Sauf s’il y a un lien quelconque entre Weiss et Wimble. Ce serait dès lors tout à fait naturel d’emprunter la voiture d’un ami. C’est juste pour faire un petit carnage, mon pote ; je te la rapporte dans deux heures.

Pour une raison que je ne m’explique pas, nous ne disposons pas d’un fichier national des amis. On aurait pu penser que le gouvernement l’aurait trouvé indispensable dans le cadre du Patriot Act et l’aurait fait passer en force au Congrès. En tout cas, cela me faciliterait bien la tâche en ce moment. Mais pas de veine. Si Weiss et Wimble sont effectivement copains, je vais devoir m’en rendre compte par moi-même en leur rendant une petite visite. Ce n’est de toute façon qu’une mesure de vigilance élémentaire. Mais, avant, je veux voir si je ne trouve rien sur Kenneth A. Wimble.

Une rapide vérification dans le fichier montre qu’il n’a aucun casier, du moins pas sous ce nom. Il paie ses factures, même si celle de gaz est souvent réglée en retard. En fouinant un peu, du côté des impôts, je découvre qu’il est free lance et exerce en tant que monteur vidéo.

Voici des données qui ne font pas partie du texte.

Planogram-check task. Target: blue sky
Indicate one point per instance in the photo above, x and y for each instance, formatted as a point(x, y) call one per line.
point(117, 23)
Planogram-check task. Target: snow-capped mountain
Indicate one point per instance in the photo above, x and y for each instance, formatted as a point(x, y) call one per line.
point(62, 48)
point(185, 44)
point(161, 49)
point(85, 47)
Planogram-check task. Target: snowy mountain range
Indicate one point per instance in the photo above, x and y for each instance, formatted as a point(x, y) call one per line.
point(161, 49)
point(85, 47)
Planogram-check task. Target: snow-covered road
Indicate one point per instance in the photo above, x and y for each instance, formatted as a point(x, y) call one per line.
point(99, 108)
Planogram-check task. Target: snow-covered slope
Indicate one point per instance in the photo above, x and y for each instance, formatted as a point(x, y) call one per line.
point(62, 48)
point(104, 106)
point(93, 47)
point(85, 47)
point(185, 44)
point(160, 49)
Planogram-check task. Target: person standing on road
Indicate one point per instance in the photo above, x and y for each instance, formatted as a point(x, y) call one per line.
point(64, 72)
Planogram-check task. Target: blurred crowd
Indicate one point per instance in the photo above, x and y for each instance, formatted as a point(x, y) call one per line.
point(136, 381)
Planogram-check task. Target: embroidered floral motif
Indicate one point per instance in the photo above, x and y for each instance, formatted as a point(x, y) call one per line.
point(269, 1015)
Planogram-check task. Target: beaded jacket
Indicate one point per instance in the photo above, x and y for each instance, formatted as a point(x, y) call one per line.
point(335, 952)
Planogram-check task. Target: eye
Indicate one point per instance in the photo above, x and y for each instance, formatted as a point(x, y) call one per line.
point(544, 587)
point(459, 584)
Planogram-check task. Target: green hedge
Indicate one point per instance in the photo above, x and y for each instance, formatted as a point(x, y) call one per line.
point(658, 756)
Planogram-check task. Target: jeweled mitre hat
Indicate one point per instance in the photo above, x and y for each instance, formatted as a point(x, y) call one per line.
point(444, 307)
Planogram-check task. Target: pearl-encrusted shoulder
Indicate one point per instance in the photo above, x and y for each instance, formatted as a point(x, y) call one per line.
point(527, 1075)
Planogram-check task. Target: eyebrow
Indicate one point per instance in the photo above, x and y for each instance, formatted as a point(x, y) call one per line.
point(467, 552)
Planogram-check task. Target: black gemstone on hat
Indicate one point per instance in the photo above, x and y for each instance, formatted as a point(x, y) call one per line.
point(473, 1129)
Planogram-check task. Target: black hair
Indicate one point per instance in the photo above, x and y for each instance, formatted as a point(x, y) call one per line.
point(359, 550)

Une coïncidence est toujours possible. Il survient quotidiennement des événements improbables et étranges, et nous les acceptons en nous grattant le crâne comme des péquenots perdus dans une grande ville et en nous extasiant. Mais, là, ça dépasse les bornes. Je traque un rédacteur pub qui a laissé une piste semée de vidéos et celle-ci me conduit à un monteur. Et, comme il arrive parfois à un enquêteur chevronné de devoir accepter que ce qu’il trouve n’est pas une coïncidence, je murmure à mi-voix : « Ah, ah ! » Je trouve aussi que ça fait très pro.

Wimble est impliqué dans cette affaire, complice de Weiss pour la fabrication et l’envoi des vidéos et, on peut donc le présumer, la mise en scène des cadavres et enfin le meurtre de Roger Deutsch. Dès lors, quand Deborah vient frapper chez lui, Weiss file chez son autre complice, Wimble. Un endroit où se cacher, une petite voiture couleur bronze à emprunter, et hop, on continue.

Très bien, Dexter. À cheval et en route. Nous savons où il est et le moment est arrivé de le pincer. Avant qu’il décide de publier mon nom et ma photo en une du Miami Herald. On y va. Allez !

Dexter ? Tu es là, mon vieux ?

Je suis là. Mais je me rends soudain compte, assez curieusement, que Deborah me manque vraiment. Voilà le genre de chose que je devrais faire avec elle – après tout, il fait jour et ce n’est pas véritablement le Domaine de Dexter. Dexter a besoin de l’obscurité pour s’épanouir et devenir le vrai boute-en-train de la soirée qu’il est au fond. Lumière du jour et traque ne font pas bon ménage. Avec le badge de Deborah, je pourrais rester caché, mais sans… Je ne suis pas vraiment inquiet, bien sûr, mais un peu mal à l’aise.

Cependant, je n’ai pas le choix. Deborah est à l’hôpital, Weiss et son cher ami Wimble se fichent de moi dans une maison de la 98e rue et le grand jour fait hésiter Dexter. Non, ça ne va pas. Du tout.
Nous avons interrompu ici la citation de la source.